HANDS-ON-LAB

End-to-End Churn Prediction using Airflow and Docker Project

Problem Statement

Build an end-to-end churn prediction system which reads the data from Postgresql and scores the data for churn score using an ML model. All this is scheduled using an Airflow and docker.

Dataset

Kindly download the data from here.

Tasks

Create a database named “Bank” in the postgre db and upload the data as a table.
Using python sqlalchemy library pull the data from the database and save it as a csv file.
EDA:

- Check for missing values and univariate distributions of all the variables.
- Apply chi2_test for checking the importance of categorical variables with the target.
- Apply test for checking the importance of numerical variables with the target.

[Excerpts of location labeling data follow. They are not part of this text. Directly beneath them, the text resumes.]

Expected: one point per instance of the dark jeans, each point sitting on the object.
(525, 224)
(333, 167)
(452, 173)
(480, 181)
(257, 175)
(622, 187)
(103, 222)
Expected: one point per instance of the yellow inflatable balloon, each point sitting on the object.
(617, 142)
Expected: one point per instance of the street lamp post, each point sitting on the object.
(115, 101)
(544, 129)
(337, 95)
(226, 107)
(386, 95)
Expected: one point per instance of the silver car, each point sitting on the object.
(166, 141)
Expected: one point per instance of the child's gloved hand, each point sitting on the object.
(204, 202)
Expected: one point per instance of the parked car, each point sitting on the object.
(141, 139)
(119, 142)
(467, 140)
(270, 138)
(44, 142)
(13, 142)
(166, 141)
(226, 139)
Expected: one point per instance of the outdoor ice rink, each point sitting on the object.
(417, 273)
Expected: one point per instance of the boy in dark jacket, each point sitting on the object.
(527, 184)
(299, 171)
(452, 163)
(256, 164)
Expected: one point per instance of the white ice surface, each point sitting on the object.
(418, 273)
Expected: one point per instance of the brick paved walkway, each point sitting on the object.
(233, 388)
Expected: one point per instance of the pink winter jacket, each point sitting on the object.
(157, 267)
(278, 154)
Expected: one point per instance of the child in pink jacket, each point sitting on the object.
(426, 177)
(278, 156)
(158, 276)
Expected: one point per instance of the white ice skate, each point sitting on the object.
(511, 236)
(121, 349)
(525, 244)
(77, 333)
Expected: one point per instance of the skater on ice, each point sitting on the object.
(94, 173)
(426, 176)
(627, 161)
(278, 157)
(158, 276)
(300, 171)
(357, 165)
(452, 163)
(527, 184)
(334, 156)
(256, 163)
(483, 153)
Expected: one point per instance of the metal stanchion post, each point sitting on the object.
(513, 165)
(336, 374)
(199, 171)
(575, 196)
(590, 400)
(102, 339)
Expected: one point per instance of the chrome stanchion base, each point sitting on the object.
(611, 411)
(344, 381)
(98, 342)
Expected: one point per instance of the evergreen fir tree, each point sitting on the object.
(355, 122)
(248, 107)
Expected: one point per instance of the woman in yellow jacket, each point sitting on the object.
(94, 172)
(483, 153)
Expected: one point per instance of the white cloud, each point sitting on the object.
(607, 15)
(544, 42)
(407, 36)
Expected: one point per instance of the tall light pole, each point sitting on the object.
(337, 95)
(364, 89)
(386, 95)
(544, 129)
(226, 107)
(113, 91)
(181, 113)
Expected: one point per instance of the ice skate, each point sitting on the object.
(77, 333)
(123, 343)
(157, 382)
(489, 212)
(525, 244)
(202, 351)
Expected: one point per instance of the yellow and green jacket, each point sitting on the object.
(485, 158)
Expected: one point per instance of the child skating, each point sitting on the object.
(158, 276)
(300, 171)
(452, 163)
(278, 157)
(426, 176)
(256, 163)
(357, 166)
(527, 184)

Build a Binary Classification model on the preprocessed and feature engineered data. Select the best model which has a high roc_auc score.
Create scripts for Data Sanity, Data drift, concept drift and model drift in the similar fashion as explained in the project video.
Use Docker and Airflow to create the pipeline to trigger a slack message when there are more than 10 customers who have more than 90% churn score (probability score from the model).

Unlock the potential of Docker and Airflow to create a seamless pipeline for churn prediction and real-time alerts.

FAQs

Q1. How can I assess the importance of categorical variables in predicting churn?

Apply chi2_test to evaluate the statistical significance of categorical variables with the target.

Q2. How can I assess the importance of numerical variables in predicting churn?

Apply test to analyze the statistical significance of numerical variables in relation to the target.

Q3. How can I trigger a slack message for high churn probability customers?

Utilize Docker and Airflow to create a pipeline that automatically sends a slack message for customers with a churn score above 90%.